It’s Still Tough To Curb CEO Pay After Five Years Of Dodd-Frank

Designed to address the problem of soaring executive compensation, ‘say-on-pay’ is a core provision of the Dodd-Frank financial reform bill. But on the legislation’s fifth anniversary say-on-pay is not having the impact its advocates had hoped for.

After briefly dipping at the height of the recession, executive pay packages are the highest they have ever been, and will likely continue to increase. In 2014, the average CEO of an S&P 500 company made 373 times the salary of the average employee. In 1983 that ratio was 46 to 1.

Dodd-Frank sought to address this concern with say-on-pay, which mandates that shareholders of public companies hold a nonbinding vote on executive compensation packages at least once every three years. Regulations were implemented by the Securities and Exchange Commission in 2011.

The motivation behind say-on-pay is righteous; shareholders should have more voice when it comes to companies’ decisions. But in its current form, the law is having limited effect, and may actually be making matters worse.

Executive remuneration has continued to increase every year since the measure’s implementation, as a mere 2 percent of pay packages fail to garner a majority of votes, while over 70 percent receive more than 90 percent support.

This overwhelming rate of approval makes sense considering that most of the shareholders who vote are professional money managers. Controlling about 60 percent of the shares of American corporations overall, and accounting for an even larger proportion of those who vote, they have strong incentives to keep executive compensation levels high.

In certain cases, though, say-on-pay has been used effectively to mobilize pressure to implement changes in compensation packages. Unfortunately, too often these changes are for the worse, emphasizing the kind of performance-based compensation that only serves to encourage risky behavior and incentivize short-termism, the tendency of CEOs to focus on meeting quarterly stock expectations and thus maximize their bonuses.

This is because compensation packages are often judged based on the company’s stock performance, which is much more dependent on overall market forces than anything the executive can control, and doesn’t necessarily give an accurate indicator of how a company will perform in the long run.

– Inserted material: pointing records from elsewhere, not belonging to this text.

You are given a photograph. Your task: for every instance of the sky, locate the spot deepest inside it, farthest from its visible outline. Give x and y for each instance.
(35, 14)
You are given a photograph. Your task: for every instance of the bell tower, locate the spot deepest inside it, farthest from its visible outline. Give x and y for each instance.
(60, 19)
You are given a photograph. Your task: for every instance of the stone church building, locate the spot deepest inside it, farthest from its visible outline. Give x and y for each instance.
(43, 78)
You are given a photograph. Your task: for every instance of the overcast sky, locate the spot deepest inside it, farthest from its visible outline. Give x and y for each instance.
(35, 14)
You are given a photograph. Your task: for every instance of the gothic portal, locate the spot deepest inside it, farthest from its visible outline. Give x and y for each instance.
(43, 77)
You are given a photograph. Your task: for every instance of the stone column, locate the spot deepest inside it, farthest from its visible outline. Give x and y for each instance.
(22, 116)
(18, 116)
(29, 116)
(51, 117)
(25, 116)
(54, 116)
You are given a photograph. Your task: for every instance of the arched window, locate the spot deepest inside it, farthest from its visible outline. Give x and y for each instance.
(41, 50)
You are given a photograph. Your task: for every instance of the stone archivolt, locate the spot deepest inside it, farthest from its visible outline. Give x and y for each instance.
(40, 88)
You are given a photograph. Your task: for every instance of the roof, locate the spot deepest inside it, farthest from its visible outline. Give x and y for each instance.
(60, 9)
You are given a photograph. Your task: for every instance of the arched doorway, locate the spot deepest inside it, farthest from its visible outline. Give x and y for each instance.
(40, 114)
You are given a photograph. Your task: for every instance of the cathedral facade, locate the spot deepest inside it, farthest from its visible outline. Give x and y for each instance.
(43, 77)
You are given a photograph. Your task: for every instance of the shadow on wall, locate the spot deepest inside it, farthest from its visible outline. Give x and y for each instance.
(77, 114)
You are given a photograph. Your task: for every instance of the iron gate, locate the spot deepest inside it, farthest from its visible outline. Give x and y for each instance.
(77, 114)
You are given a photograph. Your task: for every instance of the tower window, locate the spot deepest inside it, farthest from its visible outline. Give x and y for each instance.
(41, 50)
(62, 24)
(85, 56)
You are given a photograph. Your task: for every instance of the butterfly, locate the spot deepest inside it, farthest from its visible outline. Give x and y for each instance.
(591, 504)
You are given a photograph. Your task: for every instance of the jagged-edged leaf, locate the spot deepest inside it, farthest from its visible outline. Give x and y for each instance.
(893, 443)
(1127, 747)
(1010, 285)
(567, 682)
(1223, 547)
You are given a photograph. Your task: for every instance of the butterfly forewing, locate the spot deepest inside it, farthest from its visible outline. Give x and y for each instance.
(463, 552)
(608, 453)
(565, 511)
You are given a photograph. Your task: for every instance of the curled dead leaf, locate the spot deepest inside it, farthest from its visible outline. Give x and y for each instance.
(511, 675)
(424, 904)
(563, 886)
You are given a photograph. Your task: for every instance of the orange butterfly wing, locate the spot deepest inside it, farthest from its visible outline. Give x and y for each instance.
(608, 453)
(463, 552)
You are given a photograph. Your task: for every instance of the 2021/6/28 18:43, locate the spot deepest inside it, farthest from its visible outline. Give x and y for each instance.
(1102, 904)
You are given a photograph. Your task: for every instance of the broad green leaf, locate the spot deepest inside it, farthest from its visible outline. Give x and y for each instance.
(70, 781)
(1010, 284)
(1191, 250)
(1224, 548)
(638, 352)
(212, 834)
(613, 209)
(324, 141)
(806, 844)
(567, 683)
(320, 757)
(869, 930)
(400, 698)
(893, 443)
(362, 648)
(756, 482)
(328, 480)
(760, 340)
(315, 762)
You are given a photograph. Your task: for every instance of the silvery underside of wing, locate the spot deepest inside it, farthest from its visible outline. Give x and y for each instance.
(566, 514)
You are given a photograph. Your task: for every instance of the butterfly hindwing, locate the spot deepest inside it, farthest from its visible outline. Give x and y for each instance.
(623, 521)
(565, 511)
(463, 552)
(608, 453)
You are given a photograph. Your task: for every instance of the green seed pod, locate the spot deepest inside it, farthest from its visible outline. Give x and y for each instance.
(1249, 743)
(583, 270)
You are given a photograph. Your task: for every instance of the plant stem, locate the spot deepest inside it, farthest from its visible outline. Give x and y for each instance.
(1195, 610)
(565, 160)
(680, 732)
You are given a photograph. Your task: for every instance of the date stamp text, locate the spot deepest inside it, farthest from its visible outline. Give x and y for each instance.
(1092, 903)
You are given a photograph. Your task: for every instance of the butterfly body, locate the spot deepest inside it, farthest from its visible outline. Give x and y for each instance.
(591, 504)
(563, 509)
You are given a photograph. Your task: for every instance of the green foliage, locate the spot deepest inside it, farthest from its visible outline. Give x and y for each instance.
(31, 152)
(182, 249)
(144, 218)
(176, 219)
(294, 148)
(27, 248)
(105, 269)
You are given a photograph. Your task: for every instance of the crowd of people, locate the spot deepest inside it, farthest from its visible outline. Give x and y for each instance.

If a company is performing well, shareholders are typically willing to approve whatever pay package is put in front of them. On the other hand, if a company’s stock is declining and shareholders feel that compensation does not line up with performance, they will vote against pay proposals, and firms frequently make genuine efforts to restructure the CEO’s compensation package.

Many large pension funds have been on the front lines of these battles, using their size to compel firms they invest in to alter their pay policies in ways that encourage CEOs to focus on longer-term value. The problem is that shareholders often push for more performance-based pay, in which a large proportion of an executive’s compensation is tied to the company’s stock price.

This practice encourages executives to prioritize actions that will boost stock prices in the immediate future – such as stock buybacks – over actions that will create more durable growth – such as investments in innovation. The result is CEOs acting in ways that boosts their pay while harming their companies in the long run.

A more effective measure to curb executive pay by empowering shareholders would be to give them more control over electing corporate board members, which is the aim of the Boardroom Accountability Project. Started by New York City Comptroller Scott Stringer, the Project seeks to give shareholders proxy access, the ability to nominate directors to the board. That idea is gaining traction among pension funds across the nation.

This would, in theory, give shareholders a meaningful voice regarding a variety of business actions, including executive compensation practices. Recently, activists have had decent success in getting some companies to voluntarily change their bylaws to allow proxy access, but the SEC has no intention of crafting a rule forcing firms to do so.

Alternatively, the SEC could mandate that workers receive a delegate to represent them on compensation committees. Or, at the very least, the rule could be changed to make these shareholder votes binding to ensure that companies always take them seriously, which has been an issue for certain firms in the past.

What’s clear is that there’s a lot more work to be done to meet the goal of curbing CEO pay.